LaNiO₃ perovskite catalytic precursors synthesized via the hydrothermal method can exhibit different structures and morphologies depending on the synthesis factors, such as soft templates and pH. Depending on the structures and morphologies of the catalytic precursors, their catalytic performance (field, conversion, stability, etc.) in dry reforming of methane (DRM) may change. Thus, this study aimed to synthesize LaNiO₃ catalytic precursors with rod-like morphology by the hydrothermal method without and with soft templates (CTAB and citric acid), varying pH values (9 and 13), to evaluate the best catalytic precursors in DRM. The samples were characterized by energy-dispersive X-ray spectroscopy (EDXRF), X-ray diffraction (XRD), scanning electron microscopy (SEM), N₂ adsorption-desorption analysis, H₂ temperature-programmed reduction (H₂-TPR), and thermogravimetric analyses (TGA/DTG/DTA). After activation, the catalysts' performance was evaluated based on a stability test in DRM for 15 h at 600 °C and with 96 L h⁻¹ g⁻¹ GHSV (gas hourly space velocity). Thus, the results showed that the LaNiO₃ catalytic precursors synthesized without soft template at pH 9 and 13 presented rod-like morphology and were chosen for DRM application. The reducibility test showed that the catalysts synthesized at pH 9 and 13 had a degree of reduction of 69.89 % and 77.18 %, respectively.

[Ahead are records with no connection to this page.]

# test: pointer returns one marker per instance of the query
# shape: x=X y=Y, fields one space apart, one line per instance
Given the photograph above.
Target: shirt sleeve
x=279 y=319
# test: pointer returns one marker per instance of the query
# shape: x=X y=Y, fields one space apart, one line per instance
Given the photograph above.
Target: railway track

The stability test showed that the catalyst synthesized at pH 13 had a greater CH₄ and CO₂ conversion and stability than the catalyst synthesized at pH 9, as well as the H₂ and CO yield, and H₂/CO ratio. Its greater stability was assigned to its nanorod-like morphology, which favored a more homogeneous Ni⁰ dispersion after activation stage. Furthermore, the spent catalysts showed whisker-like carbon deposition, in which the catalyst synthesized at pH 13 (90.36 wt%) had a greater amount than the catalyst synthesized at pH 9 (47.67 wt%). Its greater whisker-like carbon deposition was assigned to the lower amount of La₂O₂CO₃ phase formed after DRM.